L’alternativa, concreta, al tipo di turismo invernale attuale quale potrebbe essere?

La montagna è bella e ricca in ogni stagione. Purché sia abitata e resa viva dalle comunità che la abitano dodici mesi all’anno. Ho conosciuto Maurizio Dematteis, il coautore di “Inverno liquido”, al Sestriere, forse il simbolo di un’industria dello sci che ha preteso di trasferire la dimensione urbana in montagna. L’esito è inguardabile. Trasformare la montagna in “divertimentificio” significa snaturarne il valore e impoverirla. A quel modello che ha lasciato dietro di sé solo degrado e spaesamento, vogliamo contrapporre un’idea di turismo capace di entrare in relazione con il territorio, rispettoso dell’ambiente e della fragilità della montagna, capace di valorizzare quel che la natura sa dare in un rapporto co-evolutivo con la comunità che la vive, con la bellezza che esprime ma anche con la fatica di chi se ne prende cura quotidianamente. Nel nostro libro di queste alternative ne abbiamo raccontate molte, dalla Val di Funes in Sud Tirolo alla Val Germanasca in Piemonte, dalle cooperative di comunità della Valle dei Cavalieri nell’Appennino emiliano alla Comunità dei Custodi di Monte Mutria nel Matese. È questo, del resto, il cuore della proposta di Delladio per il Rolle o di quella dall’ex sindaco di Palù del Fersina Stefano Moltrer per il futuro della Panarotta.

Si avvicina l’appuntamento olimpico del 2026. Sostenibilità e grandi eventi possono andare di pari passo?

Se andiamo a vedere il bilancio di gran parte degli eventi olimpionici verrebbe da dire di no. Il lascito delle Olimpiadi invernali del 2006 a Torino e in Piemonte è stato disastroso, tanto sul piano delle opere realizzate e poi abbandonate, quanto dal punto di vista degli effetti sull’economia del territorio. Per le Olimpiadi invernali di Milano-Cortina del 2026, pure nate sotto l’insegna della sostenibilità (ma questa parola è ormai abusata e banalizzata), la strada imboccata è sempre la stessa e nel libro ne parliamo ampiamente. Ciò nonostante sostenibilità e grandi eventi non sarebbero di per sé in contrasto, purché si cambi radicalmente un approccio segnato dal “gigantismo”, nel mettere in relazione territori già strutturati per raccogliere grandi eventi avendo come riferimento ecosistemi che vanno oltre i confini tradizionali, sia nel coinvolgimento delle popolazioni locali nelle scelte.

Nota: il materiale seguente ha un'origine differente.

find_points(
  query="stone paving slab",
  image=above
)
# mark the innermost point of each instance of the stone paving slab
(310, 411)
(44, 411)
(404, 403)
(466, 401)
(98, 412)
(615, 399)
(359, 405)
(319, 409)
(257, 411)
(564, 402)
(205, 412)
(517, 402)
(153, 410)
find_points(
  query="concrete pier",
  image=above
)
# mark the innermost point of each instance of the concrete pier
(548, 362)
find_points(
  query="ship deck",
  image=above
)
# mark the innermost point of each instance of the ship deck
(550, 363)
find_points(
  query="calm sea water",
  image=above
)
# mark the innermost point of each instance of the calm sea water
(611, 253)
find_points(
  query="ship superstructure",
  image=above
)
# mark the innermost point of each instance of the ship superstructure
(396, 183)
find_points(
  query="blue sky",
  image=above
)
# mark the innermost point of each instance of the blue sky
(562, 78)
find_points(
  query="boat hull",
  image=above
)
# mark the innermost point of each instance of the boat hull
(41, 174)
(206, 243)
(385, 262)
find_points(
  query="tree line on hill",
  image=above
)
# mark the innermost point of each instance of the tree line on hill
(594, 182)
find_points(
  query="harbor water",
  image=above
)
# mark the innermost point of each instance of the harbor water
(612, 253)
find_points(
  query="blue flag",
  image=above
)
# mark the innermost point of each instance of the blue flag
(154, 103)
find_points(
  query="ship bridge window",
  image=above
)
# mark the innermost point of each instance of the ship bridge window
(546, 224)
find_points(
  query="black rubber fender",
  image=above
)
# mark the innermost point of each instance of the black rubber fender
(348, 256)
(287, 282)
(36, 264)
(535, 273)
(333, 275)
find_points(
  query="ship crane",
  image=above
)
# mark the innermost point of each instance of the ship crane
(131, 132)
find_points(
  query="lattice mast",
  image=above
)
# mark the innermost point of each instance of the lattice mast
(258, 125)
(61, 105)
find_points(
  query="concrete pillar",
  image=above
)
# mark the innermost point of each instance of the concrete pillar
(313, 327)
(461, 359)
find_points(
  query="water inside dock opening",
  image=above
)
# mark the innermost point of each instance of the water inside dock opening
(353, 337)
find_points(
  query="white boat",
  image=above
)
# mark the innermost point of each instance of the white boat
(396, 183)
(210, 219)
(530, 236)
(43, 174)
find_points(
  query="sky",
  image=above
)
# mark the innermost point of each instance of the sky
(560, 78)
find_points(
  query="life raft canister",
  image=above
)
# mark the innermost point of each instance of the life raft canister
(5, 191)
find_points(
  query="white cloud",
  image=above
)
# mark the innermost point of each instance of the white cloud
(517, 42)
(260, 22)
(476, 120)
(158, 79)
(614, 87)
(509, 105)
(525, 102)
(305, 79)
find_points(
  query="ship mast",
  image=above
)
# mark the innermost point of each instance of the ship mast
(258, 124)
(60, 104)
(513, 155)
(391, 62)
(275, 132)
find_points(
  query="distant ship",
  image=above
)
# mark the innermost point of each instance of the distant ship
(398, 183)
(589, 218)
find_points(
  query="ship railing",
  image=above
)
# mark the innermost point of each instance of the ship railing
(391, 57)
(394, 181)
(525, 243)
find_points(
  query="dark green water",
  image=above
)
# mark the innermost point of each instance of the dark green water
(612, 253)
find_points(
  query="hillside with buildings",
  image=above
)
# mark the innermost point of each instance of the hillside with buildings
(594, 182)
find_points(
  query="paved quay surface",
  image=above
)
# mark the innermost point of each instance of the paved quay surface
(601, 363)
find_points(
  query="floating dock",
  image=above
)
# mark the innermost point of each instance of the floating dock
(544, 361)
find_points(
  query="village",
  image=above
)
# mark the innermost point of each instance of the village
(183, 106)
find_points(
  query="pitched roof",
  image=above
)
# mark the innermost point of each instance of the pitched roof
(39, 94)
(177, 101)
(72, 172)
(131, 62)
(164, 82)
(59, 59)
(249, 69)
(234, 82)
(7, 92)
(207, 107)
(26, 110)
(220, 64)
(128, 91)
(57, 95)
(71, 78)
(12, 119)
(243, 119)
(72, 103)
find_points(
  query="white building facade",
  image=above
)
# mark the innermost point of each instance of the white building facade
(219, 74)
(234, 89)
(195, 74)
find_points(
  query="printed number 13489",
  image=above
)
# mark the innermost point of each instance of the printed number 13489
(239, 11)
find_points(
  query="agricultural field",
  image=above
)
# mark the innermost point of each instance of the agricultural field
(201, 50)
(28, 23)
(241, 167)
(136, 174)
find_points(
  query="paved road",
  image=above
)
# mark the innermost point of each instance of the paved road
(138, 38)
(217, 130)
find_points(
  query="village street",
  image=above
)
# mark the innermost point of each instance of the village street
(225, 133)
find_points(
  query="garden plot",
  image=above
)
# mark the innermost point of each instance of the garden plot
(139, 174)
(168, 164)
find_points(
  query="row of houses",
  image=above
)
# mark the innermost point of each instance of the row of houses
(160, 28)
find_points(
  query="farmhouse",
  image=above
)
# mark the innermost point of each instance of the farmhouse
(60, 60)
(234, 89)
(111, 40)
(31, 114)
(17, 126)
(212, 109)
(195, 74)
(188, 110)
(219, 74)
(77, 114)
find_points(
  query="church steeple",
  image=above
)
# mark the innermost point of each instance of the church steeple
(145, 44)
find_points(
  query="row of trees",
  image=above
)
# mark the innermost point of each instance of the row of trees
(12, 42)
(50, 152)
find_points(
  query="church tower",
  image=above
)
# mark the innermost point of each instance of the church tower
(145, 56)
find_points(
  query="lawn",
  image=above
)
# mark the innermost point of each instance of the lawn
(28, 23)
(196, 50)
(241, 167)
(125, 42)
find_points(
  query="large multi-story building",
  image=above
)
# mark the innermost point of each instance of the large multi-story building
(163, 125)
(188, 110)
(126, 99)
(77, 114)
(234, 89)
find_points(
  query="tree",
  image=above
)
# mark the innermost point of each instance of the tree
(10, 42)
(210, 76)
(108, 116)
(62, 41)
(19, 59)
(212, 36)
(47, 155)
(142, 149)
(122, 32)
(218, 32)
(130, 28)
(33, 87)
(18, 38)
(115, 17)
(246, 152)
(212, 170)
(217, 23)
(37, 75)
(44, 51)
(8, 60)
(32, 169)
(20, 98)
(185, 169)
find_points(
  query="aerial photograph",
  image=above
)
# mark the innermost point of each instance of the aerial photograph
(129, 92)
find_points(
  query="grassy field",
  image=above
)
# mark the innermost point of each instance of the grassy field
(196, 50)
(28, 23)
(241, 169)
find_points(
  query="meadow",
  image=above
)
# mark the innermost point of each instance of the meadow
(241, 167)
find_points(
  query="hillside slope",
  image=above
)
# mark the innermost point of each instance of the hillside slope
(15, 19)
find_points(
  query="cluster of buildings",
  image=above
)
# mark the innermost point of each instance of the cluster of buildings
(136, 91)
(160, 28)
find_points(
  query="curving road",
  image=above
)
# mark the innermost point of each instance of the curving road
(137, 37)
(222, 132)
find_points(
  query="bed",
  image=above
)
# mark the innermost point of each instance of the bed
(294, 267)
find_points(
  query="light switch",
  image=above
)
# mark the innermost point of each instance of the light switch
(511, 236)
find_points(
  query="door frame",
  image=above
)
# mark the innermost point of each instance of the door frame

Ingredienti fondamentali se vogliamo che vi possano essere ricadute positive.

Non ci si salva da soli, scrivete: questo libro, quindi, non esaurisce l’argomento ma vuole essere il numero 0 di una collana. Secondo lei l’interesse a queste tematiche rimane all’interno di un ristretto circolo di interessati o la platea si sta allargando?

L’impressione che abbiamo avuto nelle decine di presentazioni sin qui realizzate è di un interesse crescente. Il tema trattato è quello dell’impatto delle crisi sugli ecosistemi. Non solo della crisi climatica, ma anche ambientale, sanitaria, idrica, alimentare, demografica, migratoria, economica, bellica ed altro ancora, che interagiscono fra loro. E, a proposito di ecosistemi, non solo le terre alte ma anche le pianure, le aree urbane e metropolitane, i fiumi e i mari. Occorre un pensiero che sappia proporre uno sguardo sistemico, consapevole della natura complessa del mondo in cui viviamo. Si tratta di un cambiamento profondo, come scrive Mauro Ceruti, rispetto ad un paradigma di semplificazione «che ci separa dalla natura, che ci chiude in confini nazionali, frammenta i saperi e irrigidisce le identità». Nasce da qui – e dal coinvolgimento delle persone e delle comunità che abbiamo incontrato nella realizzazione di “Inverno liquido” – l’idea di un collettivo di pensiero e di scrittura, per dar vita ad una collana editoriale che ci aiuti ad affrontare un cambiamento culturale non più prorogabile.